At first, I thought that the power players in Orwell’s account were the Burmans. However, upon closer examination I find this not to be true. While the Burmans can yell obscenities at Orwell as soon as they in the background and anonymous, this does not represent a significant form of power. Their power comes in the form of perpetuating brutal British behavior, as the British feel that it is expected of them and they will be exposed as weak otherwise. While this certainly represents power, this actually harms the Burmans, therefore making it less valid in my opinion. I also find that Orwell does not have true power in the account, as he acts according to the Burmans’ expectations rather than his own free will. Instead, their is a third variable holding power over both Orwell and the Burmans. This third variable is the British state. Without British backing, Orwell would not be in his position, and the Burmans would not have their expectations of him as a brutal man. Both Orwell and the Burmans experience oppression, as they cannot acknowledge their hidden politics without fear for some repercussion. Thus, the British government had set up in Burma two sets of pawns, creating a political stalemate, perpetuating their power over the region.

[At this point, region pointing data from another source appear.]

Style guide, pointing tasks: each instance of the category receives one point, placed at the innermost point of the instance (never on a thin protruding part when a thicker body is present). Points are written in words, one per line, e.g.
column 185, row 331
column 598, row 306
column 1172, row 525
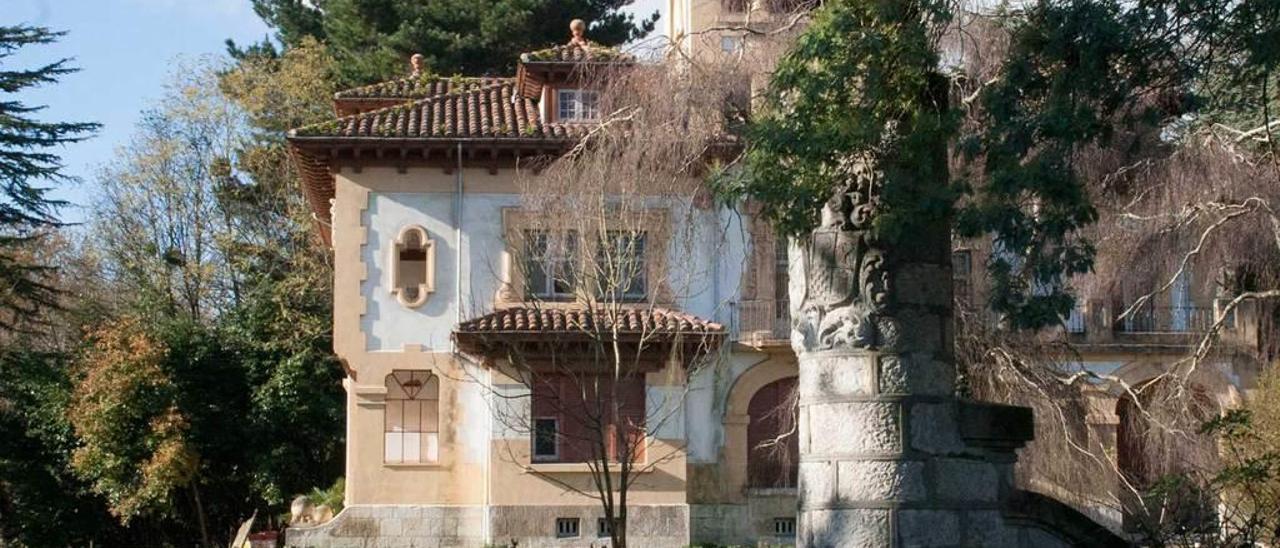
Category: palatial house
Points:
column 414, row 186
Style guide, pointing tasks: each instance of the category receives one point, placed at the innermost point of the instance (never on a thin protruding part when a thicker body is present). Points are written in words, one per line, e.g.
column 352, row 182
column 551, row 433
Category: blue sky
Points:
column 126, row 50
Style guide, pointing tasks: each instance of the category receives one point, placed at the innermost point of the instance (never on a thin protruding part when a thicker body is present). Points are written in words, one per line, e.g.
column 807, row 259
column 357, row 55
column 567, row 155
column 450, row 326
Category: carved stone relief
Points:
column 840, row 277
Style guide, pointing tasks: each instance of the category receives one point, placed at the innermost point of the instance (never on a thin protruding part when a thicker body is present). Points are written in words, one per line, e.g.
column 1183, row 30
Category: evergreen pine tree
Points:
column 28, row 168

Response to Sasha’s “Shooting an Elephant” Post

I think Sasha makes some good points with regard to the power of the majority and the “shared laugh” concept. Like I alluded to in my own post, while Orwell and the British may have authority over the Burmans, the native people actually have power over the Europeans. This is due in part to both the sheer discrepancy in numbers between the groups and the social obligations that Orwell’s authority entails. However, the two factors are often intertwined. When Orwell is gratuitously fouled in soccer, he is unable to complain because he is outnumbered by the Burmans and because he would appear weak if he were to show his fear, compromising the legitimacy of his authority. Evidently, the extent of Orwell’s authority does not translate to his extent of power in the situation. Meanwhile, despite the power dynamics of Orwell and the Burmans, the concept of the “shared laugh” may be applicable to the bigger picture. While the British exercise their power the Burmans are free to engage in whatever kind of private discourse they like, mostly likely regarding their anti-British sentiment. However, in the public sphere, they are well aware of their position in the Imperialist society. This is made evident after Orwell shoots the elephant and elicits a strong reaction from its owner. “The owner was furious, but he was only an Indian and could do nothing.” This matter-of-fact remark speaks volumes. Even though Orwell lacks power in the story, his authority is still firmly cemented in society.